Melainkan berawal dari peradaban buku atau penguasaan literasi yang
berkelanjutan dari satu generasi kegenerasi berikutnya.
Bangsa
Indonesia sudah melekat dengan budaya oral (lisan) seperti budaya mendongeng.
Budaya ini semakin melekat dengan bertebarannya media informasiseperti radio
dan televisi. Jika itu semua tidak diselingi dengan budaya literasi (membaca)
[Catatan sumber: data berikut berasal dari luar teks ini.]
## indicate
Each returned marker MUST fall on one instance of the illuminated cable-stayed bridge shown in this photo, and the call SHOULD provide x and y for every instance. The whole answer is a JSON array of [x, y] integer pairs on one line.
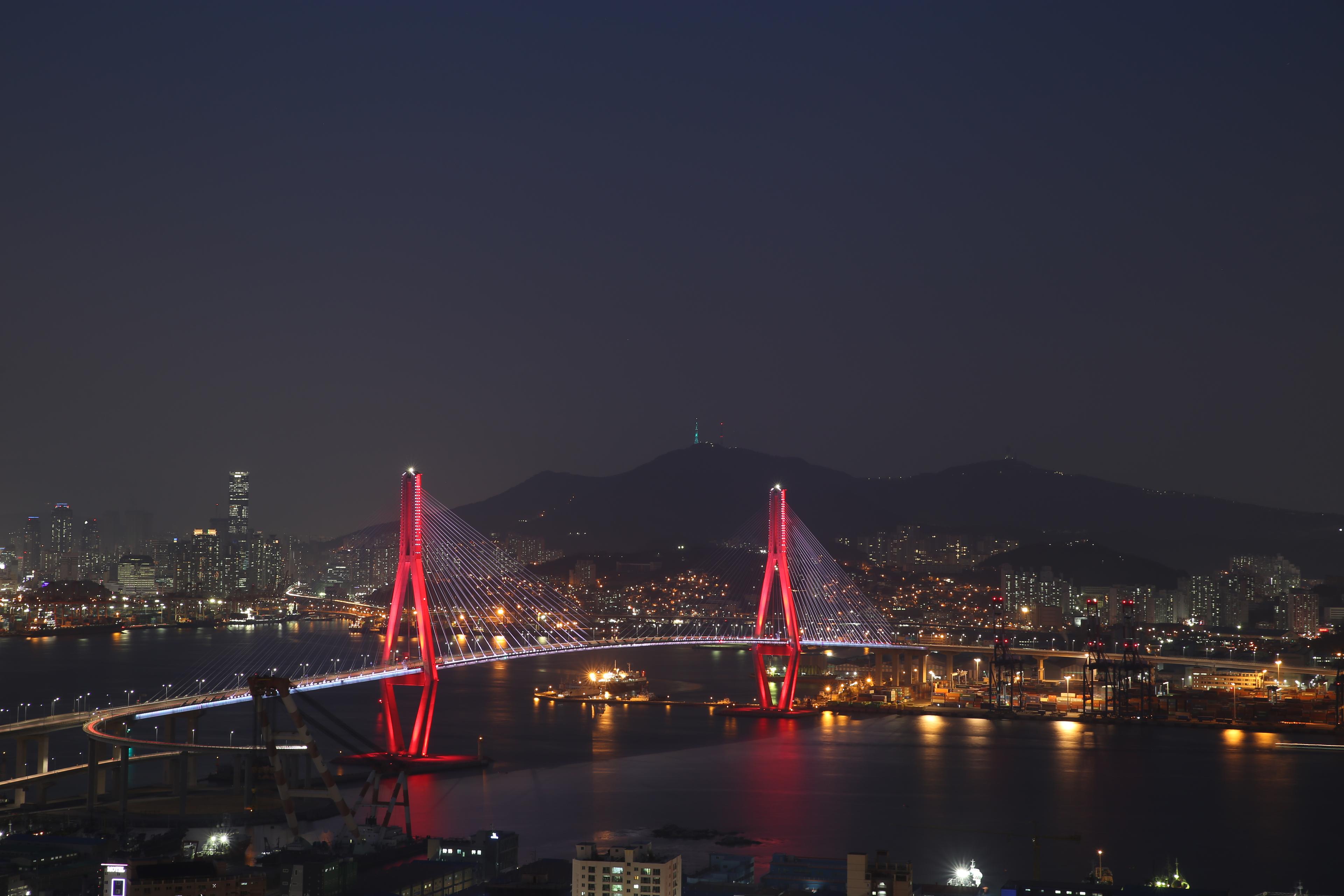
[[460, 600]]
maka akan melompat menjadi budaya menonton.
Bangsa
ber-literasi bisa terlihat dari kemajuan negara tersebut. Karena negara yang
maju adalah negara yang mayoritas penduduknya gemar membaca dan menulis. Karena
bagaimana suatu bangsa bisa maju jika bangsa tersebut tidak belajar dari
tulisan dan bacaan. Juga bagaimana suatu negara bisa mereproduksi ilmu
pengetahuan agar dapat abadi dan tidak hilang termakan oleh zaman.
Seperti
sama halnya dengan negara yang memiliki ilmu tekhnolgi yang super canggih. Itu
semua buah dari sepenggal kata yaitu
“literasi.” Mungkin berbicara seperti itu sangat mudah, tapi sangat sulit untu
menerapkannya. Maka dari itu agar kita tidak merasa terbebani dengan kata
“literate” yang konon katanya sangat sulit untuk diterapkan, mulai dari
sekarang kita harus memulai hidup sebagai masyarakat ber-literasi agar menjadi
motivator untuk orang lain.
Pendidikan
yang berkualitas tinggi menghasilkan literasi yang berkualitas pula. Sebab,
jika kita mengerjakan sesuatu dengan segenap hati guna menghasilkan pendidikan
yang berkualitas akan menghasilkan sesuatu yang maksimal pula. Tapi, jika kita
mengerjakannya dengan tidak sepenuh hati, maka akan menghasilkan sesuatu yang
bersifat pas-pasan.
Seperti
kita ketahui, banyak lulusan sarjana atau mahasiswa mampu membaca, tapi tidak
semua bisa menulis. Karena mahasiswa tersebut menjalani proses pembelajaran
dengan separuh hati. Sehingga berimbas kepada psikologipemikiran mereka bahwa
menulis itu sesuatu yang sangat membosankan atau sangat “kuno.” Tapi, pada
dasarya itu hanyalah alasan yang menutupi rs\asa kemalasan mereka untuk menulis.
Kita
tidak akan menjadi bangsa yang besar jika kita hanya terpacu pada alasan klasik
kita. Mulailah untuk merubah pola pikir dalam otak kita bahwa menulis itu
sesuatu hal yang menarik dan perlu dilestarikan guna menjadi negara literate.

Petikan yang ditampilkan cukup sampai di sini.